Last Updated 03 May 2018, 04:46 IST

The collision of two spiral galaxies has triggered this explosion, which is cloaked by dust that renders its stars nearly invisible in other wavelengths of light.

The starburst newly revealed by the Nasa Spitzer telescope stands as the most luminous ever seen taking place away from the centres of merging parent galaxies, the Daily Mail reported.

The galactic explosion, scientists said, is ten times brighter than the nearby Universe's previous most famous 'off-nuclear starburst' that gleams in another galactic smashup known as the Antennae Galaxy.

According to astronomers, it offers a sneak peek at the fate of our own Milky Way in some 4.5 billion years when it is expected to plow into its nearest large galactic neighbour, called the Andromeda Galaxy.

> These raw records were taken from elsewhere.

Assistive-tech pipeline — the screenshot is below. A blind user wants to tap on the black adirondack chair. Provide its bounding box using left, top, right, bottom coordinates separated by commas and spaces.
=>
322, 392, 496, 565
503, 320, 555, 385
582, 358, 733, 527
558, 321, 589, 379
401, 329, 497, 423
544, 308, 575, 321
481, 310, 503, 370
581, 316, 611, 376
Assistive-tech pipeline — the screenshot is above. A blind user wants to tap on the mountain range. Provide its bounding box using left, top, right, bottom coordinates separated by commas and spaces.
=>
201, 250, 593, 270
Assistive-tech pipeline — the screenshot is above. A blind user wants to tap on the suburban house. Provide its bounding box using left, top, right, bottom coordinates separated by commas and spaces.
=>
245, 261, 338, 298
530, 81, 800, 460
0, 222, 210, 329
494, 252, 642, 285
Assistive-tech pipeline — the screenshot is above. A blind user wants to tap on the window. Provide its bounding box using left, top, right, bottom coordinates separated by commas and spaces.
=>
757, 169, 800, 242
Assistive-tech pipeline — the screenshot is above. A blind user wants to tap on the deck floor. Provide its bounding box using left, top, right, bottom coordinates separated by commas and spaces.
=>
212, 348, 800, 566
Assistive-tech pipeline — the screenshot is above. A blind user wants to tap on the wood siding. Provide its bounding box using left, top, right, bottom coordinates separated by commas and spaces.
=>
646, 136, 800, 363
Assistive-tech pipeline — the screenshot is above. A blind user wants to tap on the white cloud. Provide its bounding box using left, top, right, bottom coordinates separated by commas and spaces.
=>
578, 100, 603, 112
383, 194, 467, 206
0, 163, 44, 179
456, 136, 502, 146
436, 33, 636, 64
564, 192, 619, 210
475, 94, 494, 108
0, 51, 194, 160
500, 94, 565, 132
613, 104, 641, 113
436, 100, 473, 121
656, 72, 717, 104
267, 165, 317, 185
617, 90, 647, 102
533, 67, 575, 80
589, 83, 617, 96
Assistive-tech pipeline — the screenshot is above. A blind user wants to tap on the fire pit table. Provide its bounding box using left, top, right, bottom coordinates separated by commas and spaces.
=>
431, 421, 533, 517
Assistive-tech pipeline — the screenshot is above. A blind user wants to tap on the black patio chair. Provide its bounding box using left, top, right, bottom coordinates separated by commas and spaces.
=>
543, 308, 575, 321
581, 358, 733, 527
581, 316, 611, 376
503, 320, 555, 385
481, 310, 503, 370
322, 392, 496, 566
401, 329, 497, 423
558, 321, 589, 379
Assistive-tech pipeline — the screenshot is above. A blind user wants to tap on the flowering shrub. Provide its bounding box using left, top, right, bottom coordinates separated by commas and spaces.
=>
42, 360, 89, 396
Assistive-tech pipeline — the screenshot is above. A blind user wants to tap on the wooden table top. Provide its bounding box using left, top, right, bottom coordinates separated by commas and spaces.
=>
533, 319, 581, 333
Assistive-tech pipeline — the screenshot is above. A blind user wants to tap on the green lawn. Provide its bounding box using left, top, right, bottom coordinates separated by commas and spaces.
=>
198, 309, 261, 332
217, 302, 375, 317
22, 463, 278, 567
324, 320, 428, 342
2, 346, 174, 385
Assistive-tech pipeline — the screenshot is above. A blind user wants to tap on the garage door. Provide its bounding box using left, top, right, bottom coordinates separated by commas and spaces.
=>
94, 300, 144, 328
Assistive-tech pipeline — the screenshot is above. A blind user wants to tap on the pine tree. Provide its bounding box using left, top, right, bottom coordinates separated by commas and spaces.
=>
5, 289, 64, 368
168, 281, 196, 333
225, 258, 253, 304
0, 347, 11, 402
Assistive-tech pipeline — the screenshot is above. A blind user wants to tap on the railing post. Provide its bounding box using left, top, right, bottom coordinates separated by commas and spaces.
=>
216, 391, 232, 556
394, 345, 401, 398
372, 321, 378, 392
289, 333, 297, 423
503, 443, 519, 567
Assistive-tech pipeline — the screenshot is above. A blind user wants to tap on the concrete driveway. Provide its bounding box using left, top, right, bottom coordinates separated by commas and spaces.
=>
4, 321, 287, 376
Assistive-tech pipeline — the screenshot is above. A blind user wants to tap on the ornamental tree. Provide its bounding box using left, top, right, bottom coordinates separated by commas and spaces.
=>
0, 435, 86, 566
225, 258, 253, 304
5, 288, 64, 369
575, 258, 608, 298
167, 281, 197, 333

The new findings show that galaxy mergers can pack a real star-making wallop far from the respective galactic centres, where star-forming dust and gases typically pool, said Hanae Inami, the first author of a paper detailing the findings.

"This discovery proves that merging galaxies can generate powerful starbursts outside of the centres of the parent galaxies," Inami said.

The buried starburst was located in the interacting galaxies known as II Zw 096 and is expected to continue to unfold for a few hundred million years.

Gravitational forces have already dissolved the once-pinwheel shape of one of II Zw 096's pair of merging galaxies.

The ultra-bright starburst region spans 700 light-years or so -- just a tiny portion of II Zw 096 which streams across some 50,000 to 60,000 light-years -- yet it blasts out 80 per cent of the infrared light from this galactic collision.

Based on Spitzer data, researchers estimate the starburst is cranking out stars at the breakneck pace of around 100 solar masses, or masses of our Sun, per year.

In galaxy mergers, individual stars rarely slam into one another because of the vast distances that separate them.

The new findings were published in The Astronomical Journal.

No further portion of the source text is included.